Вышел он из туалета, вошел в палату, где дожидался его напряженный Чугунов, сел на кровать и уверенно сказал:
— Н-не было н-никакой к-крысы!
И тут же в палату вошел отставной милиционер и крикнул:
— Ну пропадай, чапчик, сдал тебя злыдень наш нашей сдобе. Стукнул ей, что не маячит у тебя после того, как по кумполу тебе привесили!..
Гречушкин сразу очень устал и лег под одеяло.
Чугунов наклонился к нему:
— Так как насчет богатой крысы?..
— Н-не было н-никакой к-крысы, с-сказал уж я в-вам! — начал злобно заикаться Гречушкин. — И д-давайте отс-сюда, м-мне в-волно-ваться н-нельзя, в-врача позову!
Чугунов понял, что беседа их окончена, и ушел. Гречушкин лежал без движения с четверть часа. Милиционер куда-то исчез…

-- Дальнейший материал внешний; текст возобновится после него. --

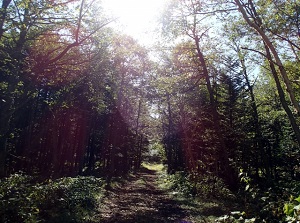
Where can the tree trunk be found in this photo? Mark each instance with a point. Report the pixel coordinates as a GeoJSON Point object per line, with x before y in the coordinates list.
{"type": "Point", "coordinates": [257, 26]}
{"type": "Point", "coordinates": [282, 96]}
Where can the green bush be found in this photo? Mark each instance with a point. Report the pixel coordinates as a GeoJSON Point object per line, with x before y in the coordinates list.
{"type": "Point", "coordinates": [194, 184]}
{"type": "Point", "coordinates": [62, 200]}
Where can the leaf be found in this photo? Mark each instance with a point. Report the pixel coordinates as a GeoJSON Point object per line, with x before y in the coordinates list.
{"type": "Point", "coordinates": [247, 187]}
{"type": "Point", "coordinates": [297, 199]}
{"type": "Point", "coordinates": [288, 209]}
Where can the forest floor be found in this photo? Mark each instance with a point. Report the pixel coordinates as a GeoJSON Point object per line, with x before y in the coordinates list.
{"type": "Point", "coordinates": [141, 199]}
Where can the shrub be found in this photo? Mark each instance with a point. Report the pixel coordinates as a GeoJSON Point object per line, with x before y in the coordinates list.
{"type": "Point", "coordinates": [62, 200]}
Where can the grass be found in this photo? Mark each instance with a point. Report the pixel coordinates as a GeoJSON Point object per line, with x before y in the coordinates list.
{"type": "Point", "coordinates": [158, 167]}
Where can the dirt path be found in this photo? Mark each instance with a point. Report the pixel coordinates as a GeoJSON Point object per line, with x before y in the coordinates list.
{"type": "Point", "coordinates": [139, 200]}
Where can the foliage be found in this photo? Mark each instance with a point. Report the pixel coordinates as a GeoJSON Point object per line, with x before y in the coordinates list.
{"type": "Point", "coordinates": [63, 200]}
{"type": "Point", "coordinates": [292, 210]}
{"type": "Point", "coordinates": [196, 185]}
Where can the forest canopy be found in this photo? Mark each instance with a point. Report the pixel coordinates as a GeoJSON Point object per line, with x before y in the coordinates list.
{"type": "Point", "coordinates": [217, 95]}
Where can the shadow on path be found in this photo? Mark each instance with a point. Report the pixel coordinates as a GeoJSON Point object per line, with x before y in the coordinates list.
{"type": "Point", "coordinates": [139, 200]}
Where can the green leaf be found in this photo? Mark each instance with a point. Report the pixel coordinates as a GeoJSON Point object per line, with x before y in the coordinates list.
{"type": "Point", "coordinates": [297, 199]}
{"type": "Point", "coordinates": [288, 209]}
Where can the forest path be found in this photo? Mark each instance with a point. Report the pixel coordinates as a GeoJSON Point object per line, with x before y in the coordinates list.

И вот дверь палаты открылась, и вошла молодая врачиха, белокожая, рыжая, по определению милиционера — «сдоба». Она села рядом с кроватью Гречушкина на табурет, на котором недавно сидел Чугунов, взяла Гречушкина за руку, проверяя пульс. И едва она это сделала, как Гречушкин вдруг ощутил давно забытый подъем сил, такой для него очевидный, что он побоялся, как бы этот подъем не стал очевиден сквозь тощее больничное одеялко и докторше. Он боялся и хотел этого… Доходяга-старик хрипел в забытье. Его все равно что не было. Злыдень — знаток приборов не возвращался, может, боялся, чувствуя себя виноватым. Милиционер, наверно, забивал в холле «козла»… Гречушкин был наедине с рыжей красавицей, каких у него никогда не было и никогда не будет. Но это уж на совести у малахольного мира, сколько ни строящего баррикад, сколько ни разрушающего дворцов якобы на благо хижинам, а все равно не способного добиться такого равноправия, чтобы ему, грузчику речного порта, ухватить сейчас эту образованную кровную интеллигентку за тугие крахмальные вымена и дать ей счастье на этой узкой и скрипучей больничной койке, дать ей счастье, какого ей сроду не узнать с ее могучими очкастыми лыжниками и теннисистами. Это уж на совести правительств, и не знает Гречушкин, еще кого — профсоюзов! А у него, у Гречушкина, вот он, наработан! «Каким ты был, таким ты и остался!» — краснел и ликовал Гречушкин, благодарно и возвышенно думая о своем организме словами старой душевной песни. Он знал, за что это ему. За его верность правильной надежной науке, за его убежденность в невозможности противоестественной связи головы и этого, другого, за его решительное «Нет!» придуманной Кокоревым неисторической крысе!